According to research by Eviction Lab principal Matthew Desmond and Tracey Shollenberger, who is now vice president of science at Harvard’s Center for Policing Equity, residents who have been evicted or even just filed against for eviction often have a much harder time finding equal-quality housing in the future. That coupled with evidence that evictions affect minority populations at disproportionate rates can lead to widening racial and economic gaps in neighborhoods.

While opening up raw data on evictions to the public would not be the best option, making timely, granular data available to researchers and government officials can improve the system’s ability to respond to potential eviction crises.

Data on current and historical evictions can help city officials spot trends in who is getting evicted and who is doing the evicting. It can help inform new housing policy and reform old housing policies that may put more vulnerable citizens at undue risk.

Hepburn says that the Eviction Lab is currently working, in part with the ACLU, on research that shows the extent to which Black renters are disproportionately affected by the eviction crisis.

More broadly, says Hepburn, better data can help provide some oversight for a system which is largely unregulated.

“It's the Wild West, right? There's no right to representation. Defendants have no right to counsel. They're on their own here,” says Hepburn. “I mean, this is people losing their homes, and they're being processed in bulk very quickly by the system that has very little oversight, and that we know very little about.”
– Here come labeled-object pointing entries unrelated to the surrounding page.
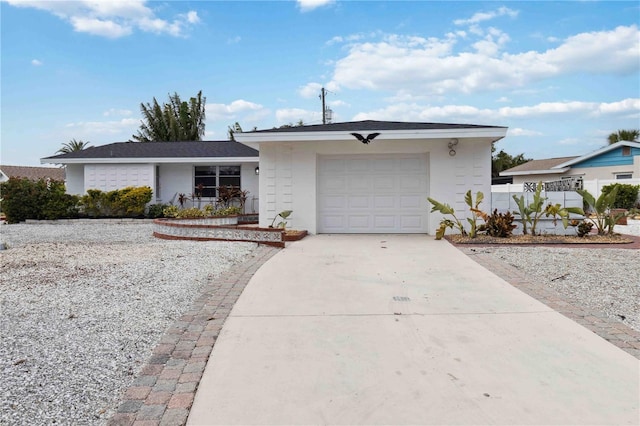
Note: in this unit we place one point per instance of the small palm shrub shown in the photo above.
(498, 224)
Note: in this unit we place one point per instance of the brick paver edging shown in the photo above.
(164, 391)
(609, 329)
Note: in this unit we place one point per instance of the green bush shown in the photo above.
(42, 199)
(498, 224)
(627, 195)
(125, 202)
(155, 211)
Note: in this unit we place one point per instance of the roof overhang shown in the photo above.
(253, 139)
(159, 160)
(536, 172)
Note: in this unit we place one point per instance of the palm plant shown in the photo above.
(624, 135)
(73, 146)
(173, 121)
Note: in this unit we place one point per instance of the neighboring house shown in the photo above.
(169, 168)
(620, 160)
(32, 173)
(334, 183)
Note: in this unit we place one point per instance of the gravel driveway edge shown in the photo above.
(166, 387)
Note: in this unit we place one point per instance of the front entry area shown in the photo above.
(378, 193)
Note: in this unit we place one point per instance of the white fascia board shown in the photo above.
(536, 172)
(598, 152)
(257, 138)
(162, 160)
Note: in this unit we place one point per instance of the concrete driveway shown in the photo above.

A 2018 report by the Philadelphia Mayor’s Taskforce on Eviction Prevention and Response found that of Philadelphia’s 22,500 eviction cases in 2016, tenants had legal representation in only 9% of them.

Included in Hepburn’s eviction data wishlist is an additional ask, something that is rarely included in any of the filings that the Eviction Lab and January Advisors have been poring over for years. He wants to know the relationship between money owed and monthly rent.

“At the individual level, if you were found to owe $1,500, was that on an apartment that's $1,500 a month? Or was it an apartment that's $500 a month? Because that makes a big difference in the story you're telling about the nature of the crisis, right? If you're letting somebody get three months behind that's different than evicting them immediately once they fall behind,” Hepburn says.

Now that the Eviction Tracking System has been out for a week, Hepburn says one of the next steps is to start reaching out to state and local governments to see if they can garner interest in the project. While he’s not ready to name any names just yet, he says that they’re already involved in talks with some interested parties.

*Correction: This story initially misidentified a jurisdiction that charges $10 to access an eviction filing. It is the state of Alabama, not the city of Atlanta. Also, at the time of publication, Peter Hepburn was an assistant professor at Rutgers, not an associate professor.

Alexandra Kanik is a data reporter at CityMetric.